Conseil québécois du théâtre

Jane Needles
Conseil québécois du théâtre

Mandat : tisser des liens et planifier le développement.

J’ai travaillé avec Esther pour la première fois au comité organisateur du colloque biennal du Conseil québécois du théâtre. J’étais la seule anglophone au sein du comité. L’objectif était de tisser des liens, de renforcer la communauté québécoise du théâtre, bref de consolider le sentiment d’appartenance au Conseil.

Travaux préparatoires

Au début des travaux préparatoires, Esther nous a surpris : un début de réunion plutôt ludique, l’expression des craintes et des espoirs, des discussions en petits groupe et non dirigées par elle. Graduellement, nous nous sommes laissés conquérir par cette ouverture et cette confiance. Les gens ont accepté de travailler autrement, et les résultats ont été formidables. Durables surtout. À ce jour, deux ans plus tard, certains comités sont toujours en place et travaillent très efficacement. Les anglophones se sentent accueillis et respectés.

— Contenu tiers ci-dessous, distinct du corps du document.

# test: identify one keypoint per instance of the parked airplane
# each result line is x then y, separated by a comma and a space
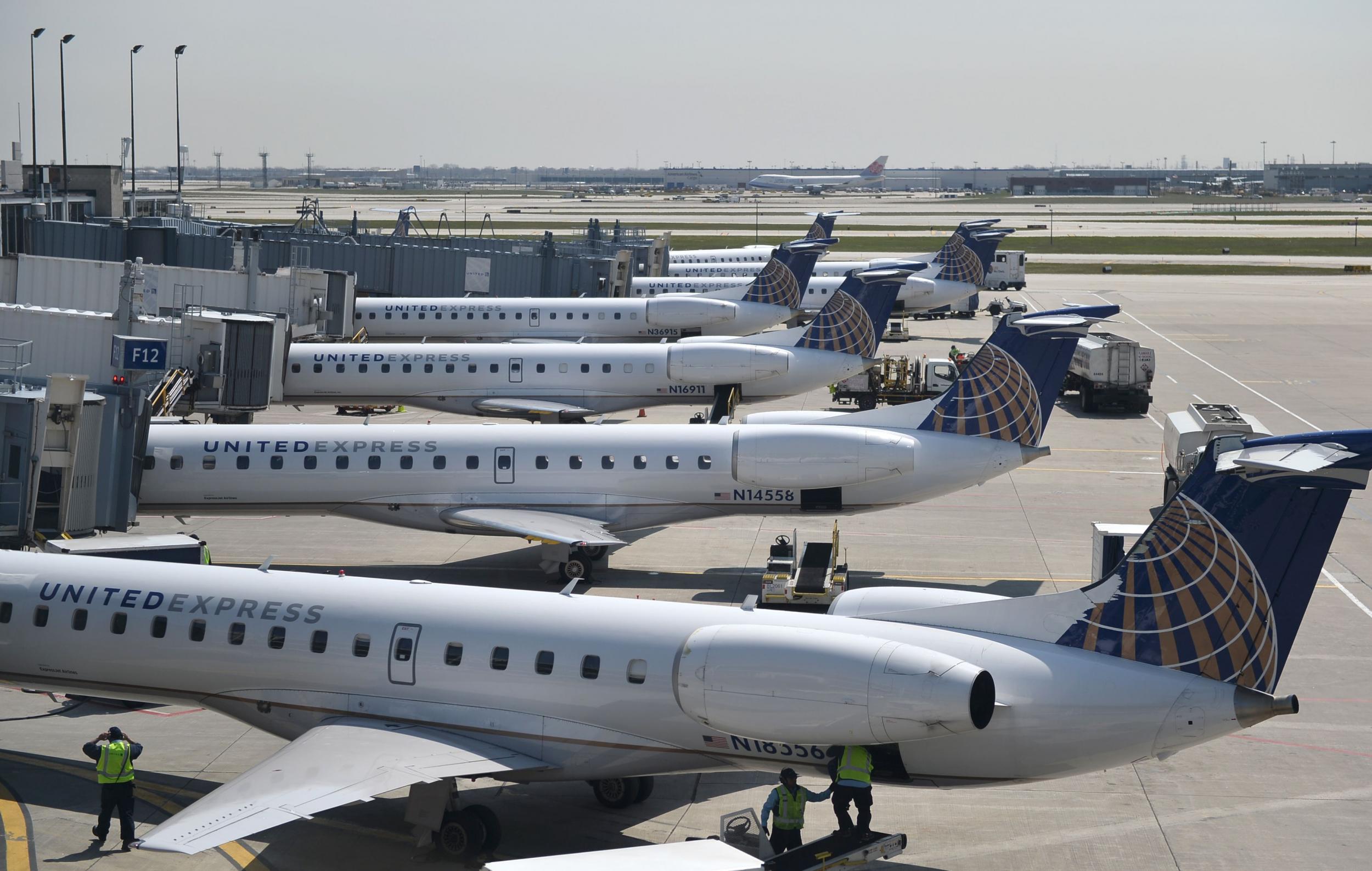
588, 483
740, 308
1183, 644
818, 184
567, 382
821, 228
955, 272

C’est donc avec une confiance énorme que j’ai recommandé Esther pour un Sommet de la communauté culturelle anglophone : English-Language Arts Network. Dans ce cas, l’objectif était plutôt de faire le point et de réfléchir ensemble aux priorités de développement de notre communauté.

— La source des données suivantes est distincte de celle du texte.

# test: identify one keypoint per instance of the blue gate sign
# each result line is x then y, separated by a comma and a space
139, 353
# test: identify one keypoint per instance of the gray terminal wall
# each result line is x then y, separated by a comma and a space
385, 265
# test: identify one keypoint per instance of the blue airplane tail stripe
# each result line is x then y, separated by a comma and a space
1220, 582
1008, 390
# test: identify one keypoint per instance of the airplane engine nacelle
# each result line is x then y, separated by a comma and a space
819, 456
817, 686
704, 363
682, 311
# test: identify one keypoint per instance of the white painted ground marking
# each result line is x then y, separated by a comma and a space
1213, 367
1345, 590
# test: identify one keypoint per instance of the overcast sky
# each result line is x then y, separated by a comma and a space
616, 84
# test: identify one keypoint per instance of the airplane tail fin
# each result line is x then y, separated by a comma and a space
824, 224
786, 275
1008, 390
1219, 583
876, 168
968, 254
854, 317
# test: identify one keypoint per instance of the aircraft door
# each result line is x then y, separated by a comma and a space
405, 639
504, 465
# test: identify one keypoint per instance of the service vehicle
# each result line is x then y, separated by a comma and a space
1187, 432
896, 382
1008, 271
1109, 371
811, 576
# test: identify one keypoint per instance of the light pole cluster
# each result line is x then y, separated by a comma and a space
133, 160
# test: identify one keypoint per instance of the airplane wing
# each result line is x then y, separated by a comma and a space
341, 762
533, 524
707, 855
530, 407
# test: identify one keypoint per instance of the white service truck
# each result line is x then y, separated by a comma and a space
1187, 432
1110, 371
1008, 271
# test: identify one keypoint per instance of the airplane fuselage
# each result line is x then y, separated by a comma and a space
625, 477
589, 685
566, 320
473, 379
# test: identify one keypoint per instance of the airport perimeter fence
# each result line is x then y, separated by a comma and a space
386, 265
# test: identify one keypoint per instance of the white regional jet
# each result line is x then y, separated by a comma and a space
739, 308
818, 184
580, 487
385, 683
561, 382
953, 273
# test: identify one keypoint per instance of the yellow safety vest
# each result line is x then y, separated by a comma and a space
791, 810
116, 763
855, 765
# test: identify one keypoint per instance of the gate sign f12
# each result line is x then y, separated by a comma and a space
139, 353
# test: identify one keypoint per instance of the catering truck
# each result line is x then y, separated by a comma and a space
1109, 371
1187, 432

Encore une fois, j’ai vu des craintes au début des travaux préparatoires. Et encore une fois, les masques et les résistances sont tombés progressivement. Les gens qui connaissent Esther ou qui sont plus audacieux se lancent hors de la proverbiale boîte. Et les autres suivent. Je me rappelle entre autres qu’Esther avait affiché des principes au mur qui parlaient de présence, d’écoute et de respect. C’était un rappel visuel de quelque chose qui peut paraître normal, mais qui permettait éventuellement de se rappeler à l’ordre soi-même.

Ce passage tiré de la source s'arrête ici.